В самом деле, нельзя, конечно, пенять на литературу, что в 50-е годы она не могла ясно и прямо высказывать взгляды, которые проповедовались в петербургских журналах 40-х годов, но ведь никто же не мог заставить литературу высказывать взгляды совершенно противоположные. А между тем мы именно видим это в литературе 50-х годов… Так, в критике снова воцарилась теория чистого искусства и метафизическая эстетика, а беллетристика, в свою очередь, блуждала в потемках”
Легко понять, какое отношение имеет все только что изложенное к Тургеневу. Связь с эстетикой 50-х годов у него кровная, сердечная, органическая, если можно так сказать. Он вместе со своими друзьями обожал Пушкина, не признавал поэтом Некрасова и, в сущности, склонялся на сторону “искусства для искусства”. Но сороковые задели его сильнее, чем других беллетристов, почему дойти до такого гражданского индифферентизма, как Боткин или Дружинин, он не мог. Дружба с Белинским и чудный образ этого борца и трибуна не исчезали из его души никогда и полагали индифферентизму преграду, за которую Тургенев не переступал даже в душной атмосфере 50-х годов. Тургенев все же был прогрессистом, хотя порою несколько платоническим; честность же его мысли вне сомнений. Возьмите, однако, его отношение к Некрасову как к поэту и к Герцену – вы сейчас же увидите перед собой пятидесятника. Стихи Некрасова он называл “жеваной бумагой, политой крепкой водкой”, и не раз высказывал ему прямо в глаза свою антипатию к его произведениям. Характерна в этом отношении сцена, переданная Головачевой:
“– Надеюсь, Некрасов, ты поймешь, – говорил однажды Тургенев, – что мы для твоей же пользы высказываем наше искреннее мнение.
– Да с чего вы взяли, что я сержусь, – отвечал Некрасов на ходу.

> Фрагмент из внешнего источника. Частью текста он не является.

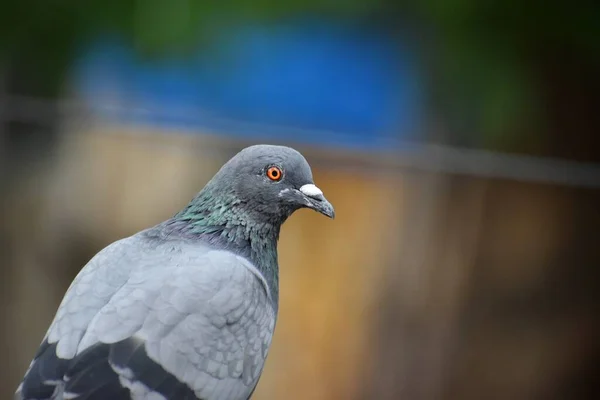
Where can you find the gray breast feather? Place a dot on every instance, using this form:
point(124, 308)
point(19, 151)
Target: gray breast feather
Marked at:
point(203, 315)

– Не за что ему сердиться! Не за что! Он должен быть благодарен нам! – произнес В.П. Боткин. – Да, любезный Друг, твой стих тяжеловесен, нет в нем изящной формы; это огромный недостаток в поэте.
– Ты слишком напираешь в своих стихотворениях на реальность, – заметил Тургенев.
– Да, да! А этого нельзя! – подхватил Боткин, – сильно напираешь, и это коробит людей с художественным развитием, режет им ухо, которое не выносит диссонансов как в музыке, так и в стихах. Поэзия, любезный друг, заключается не в твоей реальности, а в изяществе как формы стиха, так и предмета стихотворения.
– Вчера мы с Боткиным провели вечер у одной изящной женщины с поэтическим чутьем, – сказал Тургенев, – она перечитала в оригинале все стихи Гете, Шиллера и Байрона. Я хотел познакомить ее с твоими стихами и прочел ей “Иду ль по улице”. Она слушала с большим вниманием, и когда я кончил, знаешь ли, что она воскликнула? “Это не поэзия! Это не поэт!”.
– Я знаю, что мои стихотворения не могут нравиться светским женщинам! – проговорил Некрасов.
– Нельзя, любезный друг, так свысока относиться к мнению светских женщин, – запальчиво возразил В.П., – Пушкин, Лермонтов, – и те дорожили их одобрением, читали им свои стихи прежде, чем их печатали.
– До Пушкина и Лермонтова мне далеко! – отвечал Некрасов, – если я стану подражать им, то никуда не буду годен. У всякого писателя есть своя своеобразность – у меня реальность…
Вы, господа, может быть, и правы со строгой точки эстетического взгляда на мои стихи, но вы забыли одно, что каждый писатель передает то, что он глубоко прочувствовал. Так как мне выпало на долю с детства видеть страдание русского мужика от холода, голода и всяких жестокостей, то мотивы для моих стихов я беру из их среды”.